Things said and done under the guise of “national integration”

When almost all eyes are focused on Anwar’s case, on Syed Hamid Albar, on RPK, on the police, little else gets much attention. On Thursday, Nazri announced that the 55:45 ratio of Bumi:Non-Bumi recipients of JPA scholarships will stay.

I don’t think there should be any ratio to start with, but let’s keep that for another day.

At this point, BN MPs Tajuddin Abdul Rahman stood up to object. He is quoted as having said the following:

The constitution is clear on bumiputera rights and we can’t compromise that. No more compromises!”

To which, of course, a number of Opposition MPs stood up to protest what he said. He retorted:

“This is Malay rights. I have met several cabinet ministers and they agreed me with me that scholarships should only be reserved for Malays. There should be no compromises!”

**Whatalulu observes: [note – he said Malays. Does not include the Orang Asals.]

To which, S Kulasegaran, DAP, stood up and said:

“This is racist!”

But what is an argument if Tajuddin stops here?

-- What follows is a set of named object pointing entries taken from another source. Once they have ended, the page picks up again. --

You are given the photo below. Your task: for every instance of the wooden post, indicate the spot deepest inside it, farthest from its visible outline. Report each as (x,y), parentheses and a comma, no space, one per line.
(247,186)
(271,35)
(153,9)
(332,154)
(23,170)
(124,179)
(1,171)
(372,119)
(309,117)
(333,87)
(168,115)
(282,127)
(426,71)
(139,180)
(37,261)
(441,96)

So he continues with what is a biased standpoint, to put it mildly:

“You shut up! You shut up! I have children studying in England, Ireland and Australia and they have no scholarships. But I want rural Malays and lower income groups – even in Sabah and Sarawak – to get scholarships, like what is said in the constitution!”

Tajuddin seems to be going off the topic by now, but he seems bent on his side of the argument. I don’t see why the fact that his children are studying all over the world would be important in this argument. Probably the only “content” that I can squeeze out of this one is that he is rich enough to send 3 of his children to 3 different countries.

Kulasegaran replies:

“In Pasir Salak, are there no Chinese and Indians?”

I wonder if Tajuddin actually knows the answer to this? But his answer definitely does not allude to his knowledge whatsoever. In fact, his answer made his look stupid.

“You think you are so smart? Penyokong Hindraf! Penyokong Hindraf! (Hindraf supporter! Hindraf supporter!) Anti-Malaysia.”

WHAT??

Definitely off topic. And off my books. Tajuddin has smeared his own name.

To which, in my surprise, the one and only “independent” MP stood up to say:

“I support the Chinese and Indian communities. For them, set up foundations. But what’s written in the constitution is that the right to scholarships are only for Malays and bumiputera.”

He seemed quite eager to get into an argument that was most certainly going nowhere. Maybe he wanted to bring the discussion back to the issue about scholarships?

(All the above quotes taken from KTemoc HERE, sourced from Malaysiakini)

it seems nowadays, everyone is citing from the Constitution. Only thing is, there is NOTHING in the Constitution that says that it is a Malay/Bumiputera right to scholarships.

The Constitution only mentions something about the “special position” of Malays and Bumiputera of Sabah and Sarawak. Nothing about it being a Malay/Bumiputera RIGHT!

There are already scholarships from the likes of MARA and FELDA that only go to Bumiputeras. Or maybe just Malays, I’m not sure. But MARA scholarships sure don’t go to Chinese and Indians.

And I don’t think we have a problem with that. So why is it that the scholarships that non-Bumis are allowed to apply for should be rationed like that?

Outside of Parliament, Tajuddin reiterated his stand:

“I’ve stated it before, if you want to help the non-Malay students, especially those who are doing well in their studies, by all means do it. But why not do it in such a way that is not at the expense of bumiputera students because if we do that, we will fail in our national integration and unity.”

In what way would Tajuddin suggest? Technically, Tajuddin has already said that the JPA is “off-limits” for non-Malays. So would he suggest that the government have this other scholarship fund for just non-Malays?

And where does “national integration” fall in this? What kind of “unity” is Tajuddin talking about?

He says to help the non-Malays in ways that are no at the expense of bumiputera students. Because if it’s at the expense of bumi students, it will cause us to fail in our national integration and unity.

But in helping bumi students and saying that the Constitution states that “scholarships should only be reserved for Malays”, is that not at the expense of the non-Malays? And that is good for.. what, exactly? Good for national integration? Or good for unity?

Bangsa Malaysia sums this whole fiasco up quite clearly:

Sheesh!! doesn’t he realise that its people like him that made BN lost so badly in the last GE. How Pak Lah can allow him to run as a BN candidate is a WONDER!!

What hopes can we place in the “leaders” we have today, if this is the kind of argument they bring to Parliament?

*Note: It is very disappointing at times like this when papers like The Star and NST decide that they don’t want to report the goings on in Parliament the way it happened. Reading their articles, one would NEVER know that a heated, nonsensical argument such as the one depicted above had ever happened.


2 Comments on “Things said and done under the guise of “national integration””

  1. tempatan says:

    National disintegration is more like it – it already commenced years ago.

  2. bow says:

    Speak like a monkey,must be thinking like one also, that is why you can not understand his logic because it is non human!